Here is the article - https://medium.com/@martinolsansky/webassembly-with-golang-is-fun-b243c0e34f02

And my /src https://github.com/olso/go-wasm-cat-game-on-canvas-with-docker

Thank you again! 😻

gabbifish commented 5 years ago

Hi all! I looked into the bug @twifkak had encountered, and it looked like a race condition between calls to sysReserve and sysFree (this occurs when gc and malloc race, I believe). I implemented mutexes (similar to mem_plan9.go) to prevent this race condition, and it seems to work correctly. I'd love for other folks to give this branch a try, though, and let @twifkak or me know if they've run into problems: https://github.com/golang/go/compare/master...gabbifish:gabbi-small?expand=1#diff-7e39049a2de75c1412aac58accc6a92f

free1139 commented 5 years ago

The branch code of @twifkak works well. It's just that the value of "writeUleb128'(ctxt. Out, 1024*1)" to initialization memory is still higher on my phone, which leads to slow loading. But this Page setting is too low and can easily overflow when running on my browser (Firefox on HTC 10, Safari on iPhone 6 plus). This needs to be set according to the actual needs of the project memory to achieve better results.

I actually used @termonio's wams tool to set up wasm's runtime memory. The combination of the two works very well.
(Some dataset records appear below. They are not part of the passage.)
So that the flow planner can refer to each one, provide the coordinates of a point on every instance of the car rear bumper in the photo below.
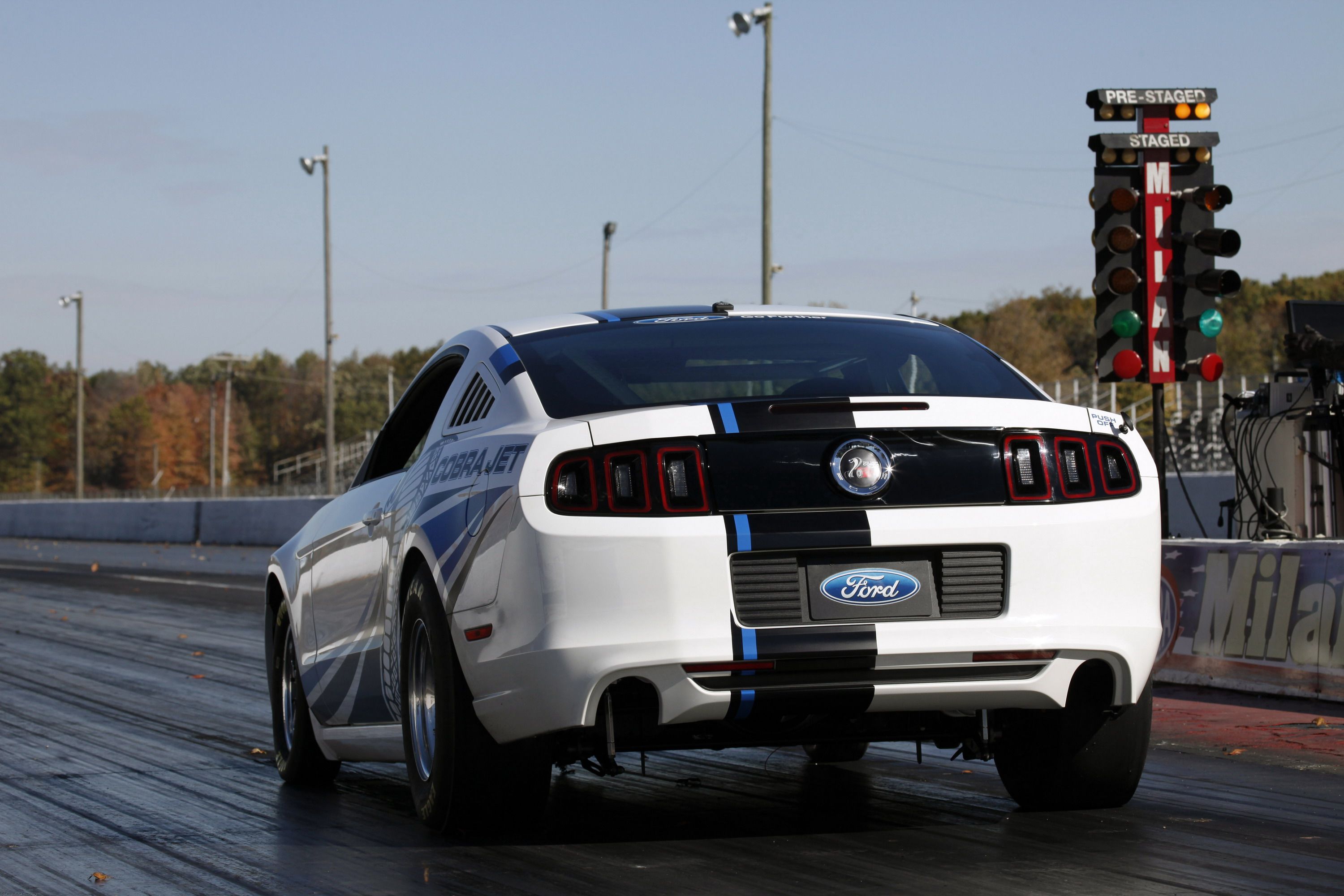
(588, 601)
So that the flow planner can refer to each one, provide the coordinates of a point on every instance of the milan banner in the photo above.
(1254, 616)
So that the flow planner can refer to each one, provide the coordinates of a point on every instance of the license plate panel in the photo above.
(871, 589)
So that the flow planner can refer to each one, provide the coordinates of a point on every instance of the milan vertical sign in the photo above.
(1158, 253)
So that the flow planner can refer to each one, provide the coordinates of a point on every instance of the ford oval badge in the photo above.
(862, 466)
(870, 587)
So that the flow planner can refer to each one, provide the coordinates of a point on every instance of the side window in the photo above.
(408, 429)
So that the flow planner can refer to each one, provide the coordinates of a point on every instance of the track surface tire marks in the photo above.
(115, 759)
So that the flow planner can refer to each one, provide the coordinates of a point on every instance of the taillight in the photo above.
(1025, 460)
(627, 482)
(635, 478)
(1117, 473)
(1073, 468)
(573, 487)
(682, 480)
(1069, 468)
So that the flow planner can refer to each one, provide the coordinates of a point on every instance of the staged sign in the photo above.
(1257, 616)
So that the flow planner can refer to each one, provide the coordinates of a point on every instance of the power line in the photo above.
(576, 265)
(936, 160)
(967, 191)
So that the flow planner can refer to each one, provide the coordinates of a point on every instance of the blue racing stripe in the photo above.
(730, 420)
(506, 363)
(749, 644)
(740, 523)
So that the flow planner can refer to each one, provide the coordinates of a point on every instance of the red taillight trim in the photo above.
(1060, 469)
(1101, 468)
(699, 473)
(736, 665)
(1012, 656)
(611, 492)
(556, 485)
(1041, 445)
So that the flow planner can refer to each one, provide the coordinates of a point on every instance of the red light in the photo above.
(1211, 367)
(738, 665)
(1128, 365)
(1011, 656)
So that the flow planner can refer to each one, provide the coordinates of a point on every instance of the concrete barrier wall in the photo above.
(261, 521)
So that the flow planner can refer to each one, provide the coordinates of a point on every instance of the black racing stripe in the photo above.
(814, 641)
(803, 702)
(815, 530)
(757, 417)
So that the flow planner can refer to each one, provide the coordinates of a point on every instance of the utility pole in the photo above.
(229, 393)
(214, 393)
(77, 300)
(608, 230)
(741, 25)
(327, 268)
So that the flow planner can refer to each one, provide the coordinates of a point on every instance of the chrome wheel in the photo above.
(420, 691)
(288, 687)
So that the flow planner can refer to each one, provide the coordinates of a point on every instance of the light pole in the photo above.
(741, 23)
(66, 302)
(327, 263)
(229, 394)
(608, 230)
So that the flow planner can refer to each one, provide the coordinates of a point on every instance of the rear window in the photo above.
(611, 367)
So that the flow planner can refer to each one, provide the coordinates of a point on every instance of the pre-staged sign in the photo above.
(1262, 617)
(1150, 96)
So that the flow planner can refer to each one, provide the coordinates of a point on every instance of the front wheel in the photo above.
(1086, 755)
(299, 759)
(460, 778)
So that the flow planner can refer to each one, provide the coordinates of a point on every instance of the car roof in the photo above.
(617, 315)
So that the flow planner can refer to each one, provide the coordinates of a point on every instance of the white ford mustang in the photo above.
(687, 528)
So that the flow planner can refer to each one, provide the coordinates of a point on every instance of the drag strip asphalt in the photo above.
(132, 703)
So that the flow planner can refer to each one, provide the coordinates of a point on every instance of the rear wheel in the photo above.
(460, 778)
(1086, 755)
(838, 751)
(299, 759)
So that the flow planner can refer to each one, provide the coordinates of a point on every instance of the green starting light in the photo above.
(1211, 323)
(1125, 324)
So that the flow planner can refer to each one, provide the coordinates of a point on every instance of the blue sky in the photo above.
(148, 156)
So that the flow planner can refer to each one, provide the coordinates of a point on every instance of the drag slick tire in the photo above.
(460, 778)
(1088, 755)
(838, 751)
(299, 759)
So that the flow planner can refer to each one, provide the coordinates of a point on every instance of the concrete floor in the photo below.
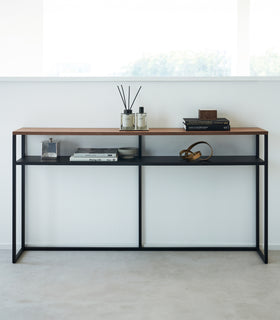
(139, 285)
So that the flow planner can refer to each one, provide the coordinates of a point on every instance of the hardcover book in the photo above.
(196, 121)
(96, 152)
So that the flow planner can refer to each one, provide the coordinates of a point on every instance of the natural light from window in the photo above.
(140, 38)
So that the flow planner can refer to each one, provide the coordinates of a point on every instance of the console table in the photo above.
(244, 160)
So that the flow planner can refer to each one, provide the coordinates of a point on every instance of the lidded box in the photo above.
(49, 149)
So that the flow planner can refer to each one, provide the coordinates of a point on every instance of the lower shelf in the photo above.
(141, 248)
(146, 161)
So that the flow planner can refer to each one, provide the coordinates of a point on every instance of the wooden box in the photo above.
(207, 114)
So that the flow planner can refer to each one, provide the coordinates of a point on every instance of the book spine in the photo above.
(205, 122)
(207, 128)
(95, 155)
(93, 159)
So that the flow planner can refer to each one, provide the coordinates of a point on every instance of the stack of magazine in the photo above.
(95, 154)
(193, 124)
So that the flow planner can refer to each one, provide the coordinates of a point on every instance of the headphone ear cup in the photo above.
(196, 155)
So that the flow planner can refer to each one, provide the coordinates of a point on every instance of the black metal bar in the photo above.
(140, 249)
(20, 252)
(140, 194)
(140, 206)
(23, 148)
(266, 199)
(257, 193)
(14, 196)
(140, 146)
(261, 255)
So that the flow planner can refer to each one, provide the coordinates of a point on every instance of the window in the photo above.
(139, 38)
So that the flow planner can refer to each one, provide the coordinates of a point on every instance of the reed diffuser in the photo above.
(127, 117)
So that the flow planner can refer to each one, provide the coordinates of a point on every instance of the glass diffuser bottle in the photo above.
(127, 120)
(141, 120)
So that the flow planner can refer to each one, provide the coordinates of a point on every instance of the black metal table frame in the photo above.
(17, 254)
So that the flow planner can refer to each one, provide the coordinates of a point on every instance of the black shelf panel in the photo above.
(146, 161)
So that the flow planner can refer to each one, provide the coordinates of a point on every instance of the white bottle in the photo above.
(141, 120)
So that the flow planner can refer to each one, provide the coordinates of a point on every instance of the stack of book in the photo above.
(95, 154)
(195, 124)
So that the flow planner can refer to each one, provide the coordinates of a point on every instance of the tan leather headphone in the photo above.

Here's the shell of my building project.

#!/bin/sh

GOROOT=/usr/local/go-wasm # modify on go1.12rc1

PATH=$GOROOT/bin:/usr/local/bin:/sbin:/bin

GO111MODULE=on GODEBUG=gcstoptheworld=1 GOARCH=wasm GOOS=js go build -ldflags "-s -w" -o ../../../disc/yujian/main.wasm || exit 0
wams -pages 64 -write ../../../disc/yujian/main.wasm || exit 0

And with @twifkak modifications, go-wasm really works well on my Andoird and iPhone. Now I have other problem is whether the binary compiled by go-wasm is somewhat large. I can only use syscall/js to call the api of js, instead of using the standard library of go to keep the binary size of 4M. When I imported go's standard libraries (strings, json, base64, http), the binary package was almost 7~8M. This size reloaded twice on the web on my iPhone 6 plus it reported wasm compiler error of memory overflow. Maybe the wasm implemented by mobile browser is too weak.
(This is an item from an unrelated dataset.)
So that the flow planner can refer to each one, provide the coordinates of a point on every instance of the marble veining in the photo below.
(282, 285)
ghost commented 5 years ago

I'm seeing OOM on win7 latest firefox, and also android7 latest firefox, so actually it only works on my macos 10.12.4 firefox63 currently :(
Has anyone tried the binaryen wasm-opt tool? I also saw mention of a snip tool used for shrinking Rust generated wasm. I cannot build either here, but I am interested if anyone has had success?
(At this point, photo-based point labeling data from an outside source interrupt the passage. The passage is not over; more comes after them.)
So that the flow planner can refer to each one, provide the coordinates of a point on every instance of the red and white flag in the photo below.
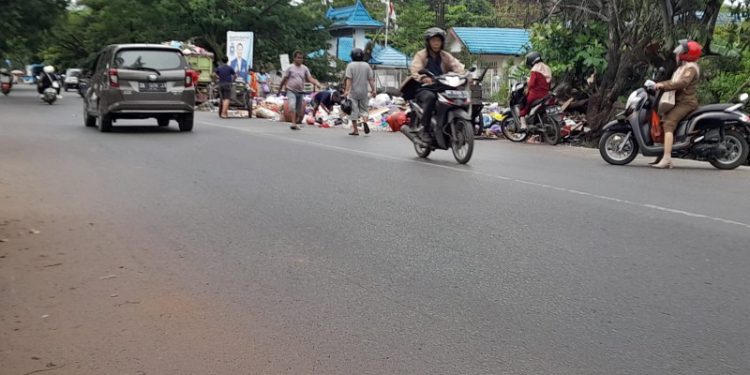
(390, 14)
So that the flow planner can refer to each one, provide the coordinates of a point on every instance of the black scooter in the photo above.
(6, 83)
(451, 123)
(713, 133)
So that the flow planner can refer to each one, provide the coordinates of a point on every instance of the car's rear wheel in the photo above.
(88, 120)
(105, 123)
(162, 120)
(186, 122)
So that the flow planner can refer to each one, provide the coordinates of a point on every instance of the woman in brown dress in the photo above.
(685, 84)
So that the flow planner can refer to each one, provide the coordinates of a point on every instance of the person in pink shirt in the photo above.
(538, 84)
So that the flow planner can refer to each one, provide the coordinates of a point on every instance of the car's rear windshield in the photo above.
(148, 58)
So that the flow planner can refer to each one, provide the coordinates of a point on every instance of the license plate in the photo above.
(455, 94)
(152, 87)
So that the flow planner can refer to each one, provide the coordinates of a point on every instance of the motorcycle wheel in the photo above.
(609, 146)
(509, 130)
(422, 152)
(737, 151)
(551, 131)
(463, 144)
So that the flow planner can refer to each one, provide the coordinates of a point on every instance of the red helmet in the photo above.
(688, 50)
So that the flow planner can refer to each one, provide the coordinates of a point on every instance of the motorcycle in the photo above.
(543, 118)
(476, 89)
(83, 85)
(49, 95)
(713, 133)
(451, 123)
(6, 83)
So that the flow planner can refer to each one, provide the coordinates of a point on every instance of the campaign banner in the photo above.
(240, 52)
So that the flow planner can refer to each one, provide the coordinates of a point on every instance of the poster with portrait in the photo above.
(240, 52)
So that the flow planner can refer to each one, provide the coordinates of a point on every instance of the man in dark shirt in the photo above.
(226, 76)
(327, 99)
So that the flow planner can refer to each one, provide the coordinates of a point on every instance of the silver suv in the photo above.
(137, 81)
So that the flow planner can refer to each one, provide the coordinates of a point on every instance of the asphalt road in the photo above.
(246, 248)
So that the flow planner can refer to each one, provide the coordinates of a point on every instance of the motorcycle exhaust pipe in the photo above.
(412, 135)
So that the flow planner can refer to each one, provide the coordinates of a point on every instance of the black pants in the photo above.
(427, 100)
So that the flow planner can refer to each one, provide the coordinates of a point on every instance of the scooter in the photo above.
(49, 95)
(713, 133)
(543, 118)
(6, 83)
(451, 123)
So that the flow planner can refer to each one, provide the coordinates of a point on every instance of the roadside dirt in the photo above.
(81, 296)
ghost commented 5 years ago

Using some of the optimization flags mentioned here, I got my .wasm file down to ~2.6MB but still seeing OOM errors on everything but my mac :( I haven't tried the fork mentioned above (I'm very new to Go) but I did try using 'bytecoder' with some Java for comparison...

That generates a 15KB file (also interacting with Javascript / canvas 2D) and runs great on Android g-tab2, and even an old Nexus 5 Android 6 device! and obviously the load times are vastly improved. Although still no success on my iOS devices, but that might be because I keep them on older iOS versions for development testing.

I know that wasm support is still experimental, but could this issue possibly be upgraded from 'Performance' ? Since currently this makes Go WASM unusable in many situations, and this probably needs fixing before WASI hits mainstream. Thanks.

gopherbot commented 5 years ago

Change https://golang.org/cl/170950 mentions this issue: runtime, cmd/link: optimize memory allocation on wasm

maxence-charriere commented 5 years ago

Seems like the situation is better at first loading but out of memory still occurs when reloading a page that uses go wasm on mobile.

Using safari on iPhone.

Edit: I tried on a recent android phone, it still does not get through the first load.

free1139 commented 5 years ago

Seems like the situation is better at first loading but out of memory still occurs when reloading a page that uses go wasm on mobile.

Using safari on iPhone.

Yes, it hangs up with a few more refreshes on the safari of the iphone, and you need to reopen the page at this time. I debugged on PC, and other browsers did not release memory in time after refreshing, so did WASM compiled by rust and C. I think this has nothing to do with the compiler language, but with the WASM performance of the browser implementation.